E-Autos – "150 Kilometer Reichweite sind genug"

E-Autos – "150 Kilometer Reichweite sind genug"

Der zweite große AlpEuregio-Kongress fand nach dem Auftakt in Bozen im Herbst nun in der Wiener Siemens City statt. Und dem nicht ganz neuen Thema, Mobilitätstrends der Zukunft, konnten die Vortragenden von Zukunftsforscher Matthias Horx bis Swiss-Boss und Demnächst-AUA-Aufsichtsratspräsident Harry Hohmeister dennoch einige neue Facetten abringen.

Besonders spannend war die Erklärung von BMW-Produktionsvorstand Harald Krüger, warum der Münchner Premium-Autohersteller nach wie vor fest an die Elektromobilität glaubt, während viele Mitbewerber inzwischen auf der Bremse stehen. Auch wenn in Europa die Aussichten derzeit gedämpft sind, sind die in China extrem erfolgreichen Münchner überzeugt, dass ihre E-Fahrzeuge – der i3 ab Ende des Jahres und der Sportwagen i8 ab 2014 – im Reich der Mitte besonders stark punkten können. „In Peking gab es letztes Jahr eine Million Bewerber für 20.000 Nummernschilder. Und E-Fahrzeuge werden dabei bevorzugt“, schildert Krüger konkrete „E-Vorteile“ in Asien. Bei einer durchschnittlichen Fahrtlänge von 40 Kilometern und einer Durchschnittsgeschwindigkeit von 16 Kilometern pro Stunde sind für die Bewohner der chinesischen Hauptstadt schon die derzeitigen Modelle ausreichend, um ihr Mobilitätsbedürfnis zu befriedigen. Krüger: „150 Kilometer Reichweite sind fürs erste genug.“

Der 48-jährige Krüger, seit April Produktionsvorstand bei BMW, sprach in Bezug auf die Fertigung von einer regelrechten „Revolution im Fahrzeugbau“. Das hohe Gewicht der Batterie wird mit Leichtbau kompensiert, wobei Carbonfaser (CFK) die zentrale Rolle zukommt. Die Fertigungszeit reduziere sich um fast die Hälfte, und der Flächen- und Ressourcenverbrauch sei deutlich geringer. Krüger: „Ich klebe nicht, ich schweiße nicht, ich brauche keine Lackiererei.“ Den Strom für die Fertigung im BMW-Werk Leipzig produzieren die bayrischen Autobauer mit vier 140 Meter hohen Windkrafträdern selbst.

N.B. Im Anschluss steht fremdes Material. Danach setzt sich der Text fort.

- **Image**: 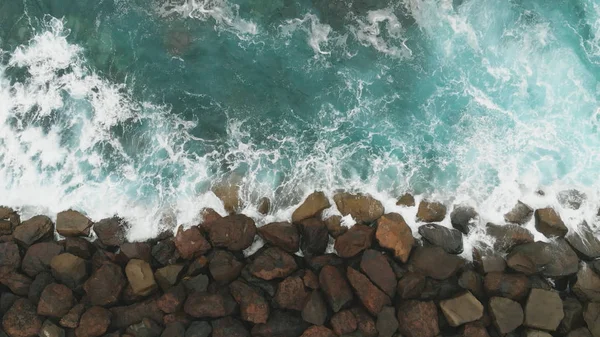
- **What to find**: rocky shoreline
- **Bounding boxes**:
[0,192,600,337]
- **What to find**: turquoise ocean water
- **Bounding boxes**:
[0,0,600,237]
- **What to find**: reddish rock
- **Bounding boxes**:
[335,225,375,258]
[333,192,384,224]
[208,250,244,283]
[13,215,54,248]
[292,192,331,223]
[56,210,93,236]
[174,227,211,260]
[375,213,415,263]
[411,247,464,280]
[397,300,440,337]
[346,267,391,316]
[319,266,353,312]
[250,247,297,281]
[273,276,308,311]
[206,214,256,251]
[258,222,300,253]
[83,262,126,306]
[37,283,76,318]
[75,306,112,337]
[331,310,358,336]
[360,249,396,298]
[229,281,270,324]
[417,200,446,222]
[2,299,42,337]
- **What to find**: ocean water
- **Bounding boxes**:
[0,0,600,239]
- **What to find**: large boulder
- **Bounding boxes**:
[375,213,415,263]
[333,192,384,224]
[292,192,331,223]
[525,289,565,331]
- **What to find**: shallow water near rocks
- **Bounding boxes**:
[0,0,600,239]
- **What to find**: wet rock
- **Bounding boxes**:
[319,266,353,312]
[94,217,127,247]
[565,221,600,260]
[396,193,415,207]
[397,300,440,337]
[2,298,42,337]
[483,272,531,301]
[573,263,600,302]
[331,310,358,336]
[323,215,348,238]
[419,224,463,254]
[299,218,329,257]
[174,227,211,260]
[335,225,375,258]
[56,210,93,236]
[250,247,297,280]
[125,259,157,296]
[440,292,483,327]
[450,205,479,234]
[489,297,524,335]
[83,262,126,306]
[37,283,76,318]
[417,200,446,222]
[229,281,270,324]
[375,213,415,263]
[258,222,300,253]
[13,215,54,248]
[504,201,533,225]
[206,214,256,251]
[183,293,236,318]
[212,317,250,337]
[273,276,309,311]
[360,249,397,298]
[535,208,568,237]
[346,267,391,316]
[410,247,464,280]
[375,307,398,337]
[524,289,564,331]
[292,192,331,223]
[302,290,327,325]
[333,192,384,224]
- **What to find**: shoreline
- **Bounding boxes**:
[0,192,600,337]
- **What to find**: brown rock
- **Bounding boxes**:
[229,281,270,324]
[347,267,391,316]
[13,215,54,248]
[75,306,112,337]
[292,192,331,223]
[56,210,93,236]
[50,253,87,289]
[440,292,483,327]
[37,283,76,318]
[125,259,156,296]
[206,214,256,251]
[489,297,523,335]
[319,266,353,312]
[2,298,42,337]
[333,192,384,224]
[417,200,446,222]
[302,290,327,325]
[375,213,415,263]
[535,208,569,237]
[83,262,126,306]
[398,300,440,337]
[174,227,211,260]
[483,272,531,301]
[273,276,308,311]
[250,247,297,281]
[258,222,300,253]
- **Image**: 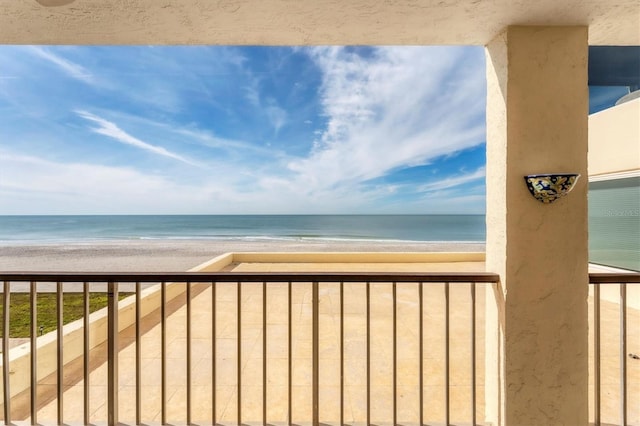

Über den Anteil der E-Autos am Gesamtverkauf wollte er keine konkreten Angaben machen. Aber bei 427 verkauften Elektroautos in Österreich 2012 gebe es wohl noch „viel Luft nach oben“, so Krüger lachend. Angesichts neuer, erfolgreicher Konkurrenten wie Tesla ist für den Automanager klar, dass die Autoindustrie im kommenden Jahrzehnt aufgemischt wird: „In den nächsten zehn Jahren wird sich entscheiden, wer dabei bleibt – und wer nicht. Und die E-Mobilität wird dabei eine Schlüsselrolle spielen.“

Business-Club AlpEuregio
Ein erlauchter Kreis von Führungskräften, Experten und Politikern, die ihre Aktivitäten in der Region mit den Achsenstädten Wien und Zürich sowie München und Bozen enger miteinander verzahnen– das ist die Grundidee des neuen Business-Clubs AlpEuregio, zu dessen Sponsoren unter anderem die Unicredit, die Wirtschaftskammer Österreich und Siemens gehören.